The reception queue extends hundreds of yards beyond the glass-metal pyramid that serves as the main entrance to the Louvre, the world's most visited museum. Having been in danger for at least an hour, visitors now have to queue again if they want to see Mona Lisa.

Every few minutes, about 200 tourists move to the picture, clutching their mobile phones, but museum staff quickly pull a rope in front of the queue to contain the next wave of eager visitors.

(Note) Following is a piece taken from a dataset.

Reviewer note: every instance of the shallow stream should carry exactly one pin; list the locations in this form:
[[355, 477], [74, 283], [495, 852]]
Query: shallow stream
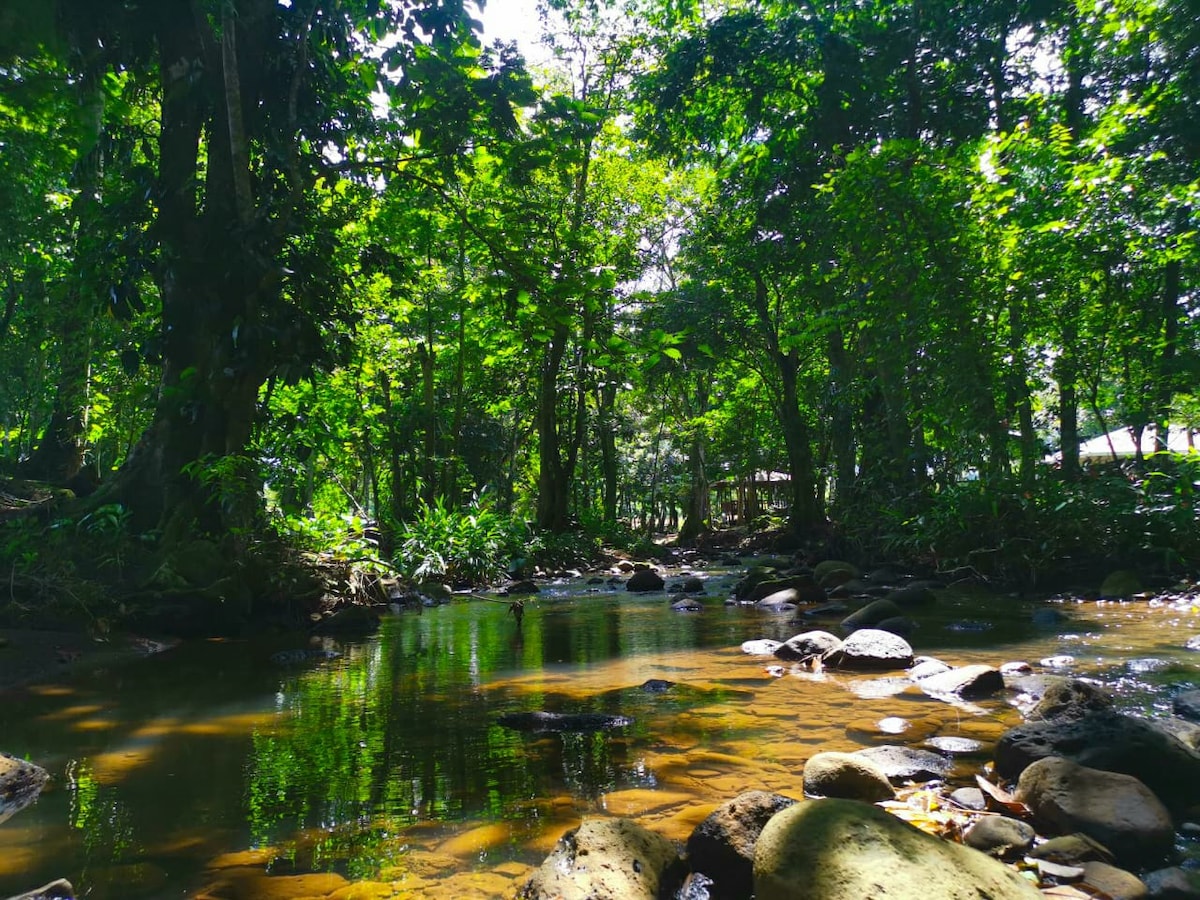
[[211, 771]]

Most pay little attention to the paintings by Rubens on the walls, focused only on seeing Mona Lisa in her protective glass and taking selfies. Many complain that museum staff give them just a minute or less to look at the painting before moving it to make room for others. "The staff treated the visitors like cattle," Xavier complained on TripAdvisor. "The result: the stress of seeing a picture behind a glass several meters away. Outrageous!"

Many are also disappointed that the picture is smaller than expected – 77cm by 21cm by 53cm. "The queues were horrendous, just to get in yet another tail for Mona Lisa. It was knocked down as it is very small and has to stand a long way from it to see it," another visitor commented.

Vincent Pomarede, deputy director of the Louvre, said museum staff are doing their best, but visitors will need to make reservations in the fall. "A tourist who comes without a reservation risks waiting a long time and may not even enter," he said. "This is the only way to guarantee entry."

Mona Lisa will return to her usual gallery after a grand exhibition, opening in October, marking the 500th anniversary of Leonardo's death.